Certainly, the one I chaired in Washington last weekend was interesting and intelligent, but never really engaged.
And then later, after the show, Bill Clinton did something impulsive and corny, and strangely eloquent. He was on stage with the cast of Ragtime and was talking in his relaxed, impromptu way. He mentioned the Irish peace process and how it suggests that people could overcome old hatreds.
That seemed to remind him of a book he had been reading, Noel Ignatiev's How the Irish Be- came White, a provocative historical study of the way the Irish in America used racism to transform themselves from an oppressed group equated with blacks to a part of "the white race".
Clinton then returned to Ragtime, and the fact that the bigots who destroy the lives of the blacks in the show are Irish firemen, or as he put it, "my ancestors". The actor who plays their leader was standing behind him in his costume, conspicuous in the scarlet shirt of a volunteer fire chief.
Hearing the President's words, he playfully ducked behind another member of the cast, as if to hide. Sensing the commotion, Clinton turned around and saw him. He walked steadily towards the actor, the villain of the piece, and threw his arms around him, holding him in a fierce embrace.

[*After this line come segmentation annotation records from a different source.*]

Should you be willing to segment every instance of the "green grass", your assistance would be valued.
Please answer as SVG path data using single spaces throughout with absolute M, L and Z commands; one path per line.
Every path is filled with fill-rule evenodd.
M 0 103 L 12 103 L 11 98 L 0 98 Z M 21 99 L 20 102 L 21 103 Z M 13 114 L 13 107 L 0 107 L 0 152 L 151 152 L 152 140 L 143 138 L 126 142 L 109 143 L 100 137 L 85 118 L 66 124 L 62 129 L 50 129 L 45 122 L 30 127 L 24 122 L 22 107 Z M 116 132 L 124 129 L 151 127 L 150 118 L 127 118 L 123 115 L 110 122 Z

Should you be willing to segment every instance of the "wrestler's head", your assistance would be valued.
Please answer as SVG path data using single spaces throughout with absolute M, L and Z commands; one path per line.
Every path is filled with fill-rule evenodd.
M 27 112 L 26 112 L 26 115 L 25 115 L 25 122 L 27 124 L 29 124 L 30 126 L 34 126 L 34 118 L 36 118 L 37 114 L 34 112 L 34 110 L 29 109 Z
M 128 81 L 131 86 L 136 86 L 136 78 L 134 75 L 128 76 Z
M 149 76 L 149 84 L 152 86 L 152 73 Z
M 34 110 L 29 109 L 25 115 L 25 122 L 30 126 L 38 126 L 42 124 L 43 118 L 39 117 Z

It was the most brilliant piece of stagecraft I've seen in a long time. But it also made a critical point with extraordinary directness. It said, more powerfully than words, "racism is part of my Irish heritage; it's not just about them, it's about us; the bad guys are not monsters but our kith and kin".
The President of the United States took a hate figure and, in a sense, accepted responsibility for him. In its own way, this silent, momentary image said much of what needs to be said about race.